An example of the nationwide teacher shortage was seen last week in the school system of Laurens (rhymes with The Wrens), Iowa. This prairie town of 1,400 in the northwest grain area of the Hawkeye state has a consolidated school with about 460 kindergarten-through-high school pupils. Although the teachers’ salary budget was boosted 10% for 1943 there have been months of lively candidate-hunting by School Superintendent W. C. Hilburn. These measures have not done much against wartime’s many wage lures:
> Of last year’s 18 teachers, eleven did not come back. One grade-school teacher stayed, eight quit. Six high-school teachers stayed, three quit.

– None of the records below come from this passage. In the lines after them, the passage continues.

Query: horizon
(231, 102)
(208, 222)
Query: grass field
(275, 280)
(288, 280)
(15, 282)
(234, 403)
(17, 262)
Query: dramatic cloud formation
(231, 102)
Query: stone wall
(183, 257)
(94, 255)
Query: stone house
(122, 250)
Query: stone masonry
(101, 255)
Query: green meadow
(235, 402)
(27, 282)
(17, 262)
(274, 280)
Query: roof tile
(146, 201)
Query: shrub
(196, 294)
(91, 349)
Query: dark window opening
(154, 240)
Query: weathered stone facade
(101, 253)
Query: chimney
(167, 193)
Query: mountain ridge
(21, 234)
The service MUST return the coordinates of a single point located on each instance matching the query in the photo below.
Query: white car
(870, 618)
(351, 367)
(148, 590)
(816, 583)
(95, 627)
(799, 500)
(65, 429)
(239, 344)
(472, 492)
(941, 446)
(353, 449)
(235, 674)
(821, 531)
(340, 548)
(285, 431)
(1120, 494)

The median teaching experience of the ten replacements is one and a quarter years (three and three quarters fewer than that of those who quit); the median age is 22 years.

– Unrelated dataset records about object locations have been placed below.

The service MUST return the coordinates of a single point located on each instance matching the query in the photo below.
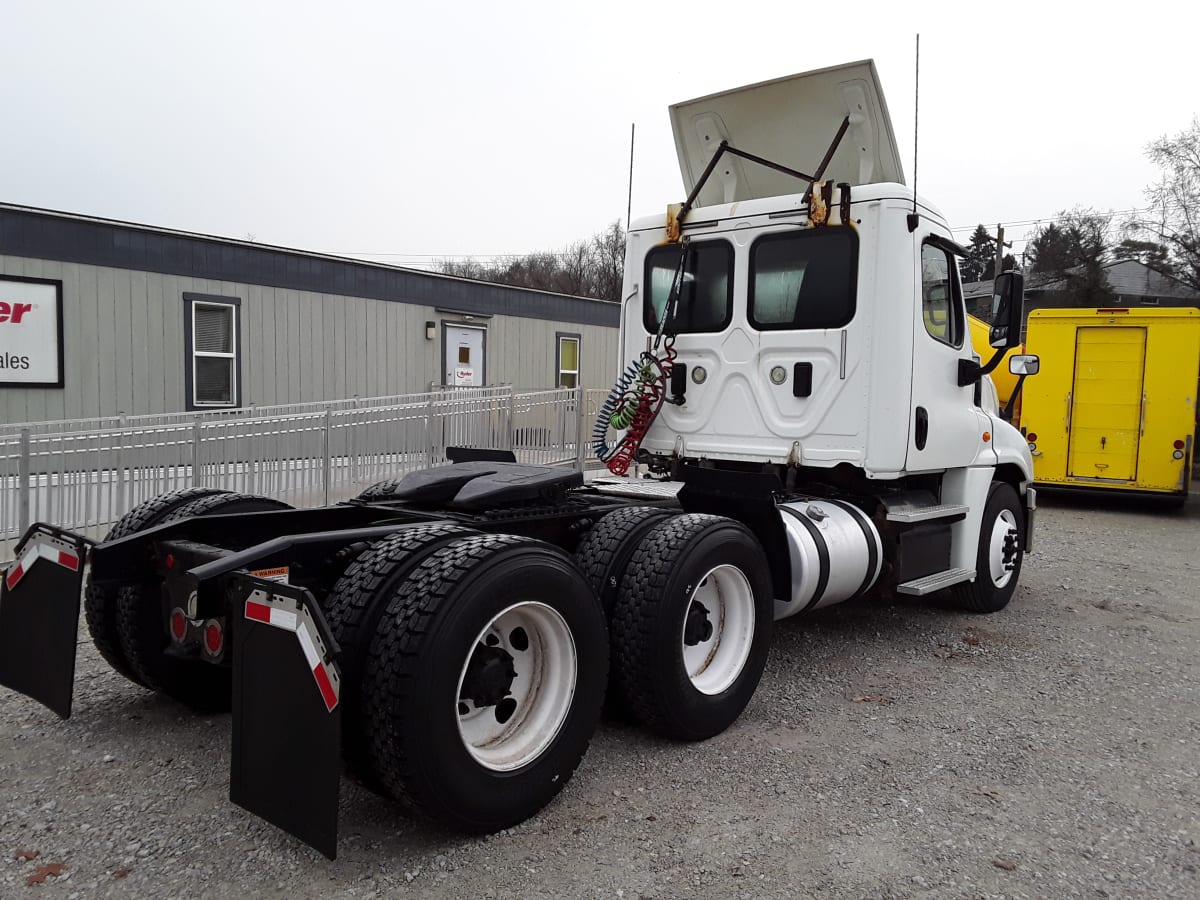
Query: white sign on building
(30, 333)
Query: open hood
(790, 121)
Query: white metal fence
(85, 474)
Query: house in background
(1134, 283)
(101, 318)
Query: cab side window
(941, 297)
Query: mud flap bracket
(40, 616)
(287, 715)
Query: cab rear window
(706, 295)
(803, 280)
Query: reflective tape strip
(271, 616)
(16, 574)
(258, 612)
(327, 689)
(310, 646)
(41, 551)
(310, 652)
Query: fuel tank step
(929, 583)
(910, 514)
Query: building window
(213, 352)
(941, 297)
(568, 360)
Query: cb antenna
(913, 219)
(629, 202)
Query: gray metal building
(153, 321)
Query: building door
(462, 353)
(1107, 402)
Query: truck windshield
(803, 280)
(706, 297)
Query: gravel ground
(892, 751)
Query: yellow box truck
(1115, 402)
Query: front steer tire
(1003, 520)
(685, 561)
(420, 661)
(142, 623)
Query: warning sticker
(279, 574)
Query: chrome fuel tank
(834, 550)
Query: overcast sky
(421, 130)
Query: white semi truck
(797, 365)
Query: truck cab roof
(792, 201)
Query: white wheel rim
(714, 664)
(1005, 523)
(516, 731)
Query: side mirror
(1007, 310)
(1024, 364)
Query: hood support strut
(675, 222)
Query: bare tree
(586, 268)
(1174, 215)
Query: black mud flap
(287, 719)
(40, 616)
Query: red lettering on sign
(13, 312)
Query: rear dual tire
(484, 681)
(142, 623)
(100, 604)
(691, 625)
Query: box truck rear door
(1107, 402)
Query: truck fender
(969, 487)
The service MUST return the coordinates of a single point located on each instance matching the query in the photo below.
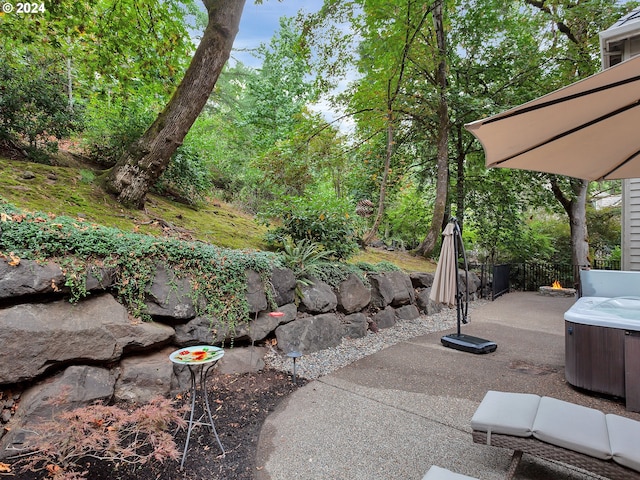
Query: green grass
(75, 191)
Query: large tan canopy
(588, 130)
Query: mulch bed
(240, 404)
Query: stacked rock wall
(94, 350)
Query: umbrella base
(467, 343)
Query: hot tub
(602, 346)
(617, 312)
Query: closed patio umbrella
(587, 130)
(444, 288)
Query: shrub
(187, 176)
(33, 103)
(317, 220)
(125, 437)
(217, 275)
(111, 126)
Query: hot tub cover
(617, 312)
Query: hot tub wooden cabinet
(602, 351)
(594, 358)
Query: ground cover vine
(217, 275)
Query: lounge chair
(561, 431)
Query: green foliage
(317, 219)
(112, 126)
(604, 226)
(33, 103)
(187, 176)
(217, 275)
(304, 258)
(407, 218)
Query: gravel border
(316, 364)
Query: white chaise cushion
(572, 426)
(506, 413)
(437, 473)
(624, 436)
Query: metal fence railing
(496, 280)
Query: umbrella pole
(459, 341)
(456, 239)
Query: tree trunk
(429, 243)
(383, 182)
(143, 163)
(576, 209)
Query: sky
(259, 22)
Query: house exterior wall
(619, 43)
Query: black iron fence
(499, 279)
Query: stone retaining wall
(94, 350)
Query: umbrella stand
(458, 340)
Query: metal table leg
(207, 409)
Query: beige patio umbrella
(444, 288)
(589, 129)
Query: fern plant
(305, 259)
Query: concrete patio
(393, 414)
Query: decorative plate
(197, 354)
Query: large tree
(577, 49)
(143, 163)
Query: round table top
(197, 355)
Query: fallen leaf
(15, 260)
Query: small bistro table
(196, 359)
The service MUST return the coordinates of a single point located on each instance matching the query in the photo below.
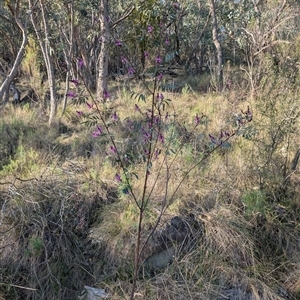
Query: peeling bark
(4, 89)
(217, 44)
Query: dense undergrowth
(66, 221)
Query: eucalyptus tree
(20, 16)
(255, 29)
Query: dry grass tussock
(66, 222)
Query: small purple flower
(136, 107)
(159, 97)
(131, 71)
(229, 84)
(130, 124)
(75, 81)
(150, 29)
(156, 120)
(249, 114)
(159, 77)
(176, 5)
(106, 94)
(71, 94)
(146, 136)
(197, 120)
(212, 138)
(90, 106)
(97, 132)
(113, 149)
(115, 116)
(118, 177)
(118, 43)
(158, 59)
(156, 153)
(80, 62)
(161, 138)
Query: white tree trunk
(103, 56)
(4, 89)
(217, 44)
(45, 47)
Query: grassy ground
(66, 222)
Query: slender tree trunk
(45, 45)
(4, 89)
(103, 56)
(217, 45)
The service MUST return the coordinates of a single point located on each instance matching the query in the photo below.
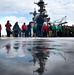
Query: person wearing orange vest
(24, 27)
(8, 28)
(0, 29)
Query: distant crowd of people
(45, 30)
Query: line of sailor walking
(37, 30)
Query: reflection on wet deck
(37, 57)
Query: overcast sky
(18, 10)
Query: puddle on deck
(37, 57)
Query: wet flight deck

What happened in the grade school:
> Kindergartner Isabelle Rohrer, 26, became an airplane stewardess, was replaced by Marjorie Zickafoose, 19 (no experience).
> First-Grader Jeanne Ketchen, 23, went to teach at Spencer, which is nearer her home, was replaced by Mrs. Lulu Heiny, 51, widow of a dentist (some years’ experience).
> Second-Grader Ellen Brechner, 25, went to teach at Osage, which is nearer her home, was replaced by Kathlyn Burkholder, 20 (no experience).
> Third-Grader Mary Mather, 26, a local girl, stuck to her job.
>Fourth-Grader Cora Pollock, about 34, became a nurse’s assistant, was replaced by Lois Field, 23 (half a year’s experience).
> Fifth-Grader Marjorie Frederick, 24, married a sailor, followed him to Florida was replaced by Anna Belle Johnson, 22 (three years’ experience).
> Sixth-Grader Marie Hibma, 28, went to Wheaton College to study music, was replaced by Yvonne Peterick, 23 (two years’ experience).
> Seventh-Grader Marian Anderson, 21, went to Washington on an FBI job, was replaced by Edith Benson, 22 (two years’ experience).
> Eighth-Grader Bessie Buchanan, 27, became a timekeeper in a California airplane factory, was replaced by Grace Phillips, 22 (three years’ experience).
Laurens has no mathematics teacher.*
* Last week a Senate coalition of Republicans and northern Democrats, led by Ohio’s Robert A. Taft, defeated the perennially ill-starred bill which would have provided $300,000,000 in Federal funds to help states hold public-school staffs together. The coalition did this by hooking an amendment to the bill: Southern Democrats were forced to choose between 1) putting Negro education on a par with white in order to get Federal aid, and 2) doing without Federal aid The Southerners decided to do without.